Licences mécaniques et YouTube
Si vous effectuez la distribution de votre reprise via un service comme iMusician, celui-ci obtient généralement une licence mécanique pour vous, ce qui vous permet de vendre l’enregistrement sur les plateformes de streaming. Mais cette licence ne couvre pas la monétisation YouTube. En effet, si la piste est une reprise, un medley ou un remix d’une chanson d’un autre artiste, elle ne peut pas être monétisée via le YouTube Content ID. Le détenteur des droits d’auteur sur la composition peut tout de même réclamer votre vidéo et percevoir les revenus publicitaires. Ce n’est pas une violation de vos droits ; c’est ainsi que fonctionne le droit d’auteur musical.
Remixes et mashups
Les remixes officiels (pour lesquels vous avez obtenu l’autorisation de l’artiste original) peuvent tout de même être réclamés, car vous utilisez la composition ou le master de quelqu’un d’autre. Les remixes non officiels et les mashups sont encore plus délicats : vous utilisez du contenu protégé par le droit d’auteur sans licence, donc les réclamations sont presque inévitables. Dans ces cas-là, accepter la réclamation est votre meilleure option, sauf si vous avez obtenu une autorisation explicite.
Interpolation
Si vous réécrivez la mélodie ou les paroles d’une chanson tout en conservant la même structure ou des éléments reconnaissables, il s’agit d’une interpolation qui nécessite tout de même l’autorisation du titulaire des droits d’auteur d’origine. Le système Content ID peut ou non détecter cela selon le degré de similitude entre votre version et l’originale, mais légalement, vous avez besoin d’une autorisation.
Que faire: si vous uploadez des reprises, attendez-vous à recevoir des réclamations et ne les contestez pas, sauf si elles sont erronées (par exemple, si quelqu’un d’autre que l’éditeur réel réclame les droits).
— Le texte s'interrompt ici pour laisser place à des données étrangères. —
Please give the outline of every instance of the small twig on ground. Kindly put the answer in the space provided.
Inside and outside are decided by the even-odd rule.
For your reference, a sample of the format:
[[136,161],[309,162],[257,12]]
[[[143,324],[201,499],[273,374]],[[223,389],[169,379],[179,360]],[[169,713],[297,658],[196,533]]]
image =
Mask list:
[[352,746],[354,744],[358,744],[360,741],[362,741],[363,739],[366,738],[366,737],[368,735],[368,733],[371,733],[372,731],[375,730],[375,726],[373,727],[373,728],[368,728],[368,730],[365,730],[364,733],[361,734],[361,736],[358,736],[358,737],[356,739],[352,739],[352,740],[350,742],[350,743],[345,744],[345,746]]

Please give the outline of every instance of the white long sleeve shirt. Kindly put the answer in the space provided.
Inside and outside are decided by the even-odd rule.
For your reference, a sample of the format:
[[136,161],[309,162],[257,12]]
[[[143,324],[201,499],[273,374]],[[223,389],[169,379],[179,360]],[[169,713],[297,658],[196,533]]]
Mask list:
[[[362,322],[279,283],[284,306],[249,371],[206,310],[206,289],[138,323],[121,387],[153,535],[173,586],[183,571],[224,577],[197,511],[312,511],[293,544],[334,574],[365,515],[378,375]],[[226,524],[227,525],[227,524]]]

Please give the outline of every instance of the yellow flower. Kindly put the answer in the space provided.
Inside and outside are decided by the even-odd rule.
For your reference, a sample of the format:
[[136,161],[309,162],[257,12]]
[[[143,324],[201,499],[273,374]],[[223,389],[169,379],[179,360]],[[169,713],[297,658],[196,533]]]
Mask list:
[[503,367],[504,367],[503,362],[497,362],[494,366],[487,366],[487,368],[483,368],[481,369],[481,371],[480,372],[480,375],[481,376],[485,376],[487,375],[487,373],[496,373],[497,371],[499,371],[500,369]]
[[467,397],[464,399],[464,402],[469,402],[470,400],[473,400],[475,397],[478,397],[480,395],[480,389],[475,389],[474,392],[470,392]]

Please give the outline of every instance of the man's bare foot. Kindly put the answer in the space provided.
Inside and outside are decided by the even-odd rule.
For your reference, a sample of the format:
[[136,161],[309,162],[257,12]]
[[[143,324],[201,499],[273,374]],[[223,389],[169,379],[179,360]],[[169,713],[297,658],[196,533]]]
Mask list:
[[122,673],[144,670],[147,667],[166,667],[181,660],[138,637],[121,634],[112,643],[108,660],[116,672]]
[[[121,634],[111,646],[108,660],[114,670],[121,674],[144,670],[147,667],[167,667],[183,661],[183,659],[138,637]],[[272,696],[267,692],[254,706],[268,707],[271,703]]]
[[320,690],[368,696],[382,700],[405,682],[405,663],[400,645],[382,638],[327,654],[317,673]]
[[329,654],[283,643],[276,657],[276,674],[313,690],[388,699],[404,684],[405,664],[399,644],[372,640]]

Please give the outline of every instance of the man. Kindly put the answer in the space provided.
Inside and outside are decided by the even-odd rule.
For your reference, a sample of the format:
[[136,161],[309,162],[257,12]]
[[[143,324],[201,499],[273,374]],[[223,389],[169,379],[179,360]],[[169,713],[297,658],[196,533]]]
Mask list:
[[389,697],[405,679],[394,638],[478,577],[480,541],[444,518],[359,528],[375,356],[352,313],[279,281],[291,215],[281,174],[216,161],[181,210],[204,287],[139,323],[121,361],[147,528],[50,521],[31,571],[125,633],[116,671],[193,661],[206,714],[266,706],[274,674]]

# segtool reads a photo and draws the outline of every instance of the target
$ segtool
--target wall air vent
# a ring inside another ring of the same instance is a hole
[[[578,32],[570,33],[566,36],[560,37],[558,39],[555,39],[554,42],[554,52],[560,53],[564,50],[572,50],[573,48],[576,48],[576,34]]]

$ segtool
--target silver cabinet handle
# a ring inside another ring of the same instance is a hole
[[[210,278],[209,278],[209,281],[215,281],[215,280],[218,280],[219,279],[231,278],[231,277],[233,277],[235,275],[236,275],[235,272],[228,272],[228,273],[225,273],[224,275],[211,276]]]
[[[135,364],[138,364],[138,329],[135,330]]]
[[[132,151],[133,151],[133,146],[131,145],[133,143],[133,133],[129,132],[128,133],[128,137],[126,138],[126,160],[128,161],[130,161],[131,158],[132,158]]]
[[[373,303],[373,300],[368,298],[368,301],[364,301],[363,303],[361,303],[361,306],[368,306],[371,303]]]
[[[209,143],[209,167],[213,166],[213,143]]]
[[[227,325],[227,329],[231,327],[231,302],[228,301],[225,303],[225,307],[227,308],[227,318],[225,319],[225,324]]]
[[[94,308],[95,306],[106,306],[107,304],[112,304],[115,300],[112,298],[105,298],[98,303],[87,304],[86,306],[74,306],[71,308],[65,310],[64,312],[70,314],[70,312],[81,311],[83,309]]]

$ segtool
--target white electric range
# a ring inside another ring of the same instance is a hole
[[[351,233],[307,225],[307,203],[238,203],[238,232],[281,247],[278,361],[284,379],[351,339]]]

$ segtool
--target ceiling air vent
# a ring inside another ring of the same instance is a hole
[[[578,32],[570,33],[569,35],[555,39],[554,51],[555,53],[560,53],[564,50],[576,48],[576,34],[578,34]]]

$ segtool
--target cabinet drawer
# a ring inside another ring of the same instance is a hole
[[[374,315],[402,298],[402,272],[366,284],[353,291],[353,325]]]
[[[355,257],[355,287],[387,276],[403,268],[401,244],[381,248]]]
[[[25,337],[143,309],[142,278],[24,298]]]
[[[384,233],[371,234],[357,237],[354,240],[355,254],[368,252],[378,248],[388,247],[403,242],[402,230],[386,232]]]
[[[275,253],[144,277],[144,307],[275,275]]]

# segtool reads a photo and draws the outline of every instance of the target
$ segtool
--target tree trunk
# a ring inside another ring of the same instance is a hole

Si vous voulez vraiment monétiser vos reprises, renseignez-vous sur les Contrats de licence de YouTube avec les éditeurs, ou concentrez-vous sur des chansons pour lesquelles vous pouvez négocier directement avec les ayants droit. Pour les remixes et les mashups, sachez que les réclamations font partie du jeu : votre vidéo reste en ligne, mais vous ne toucherez pas de revenus publicitaires à moins d’avoir obtenu les droits au préalable.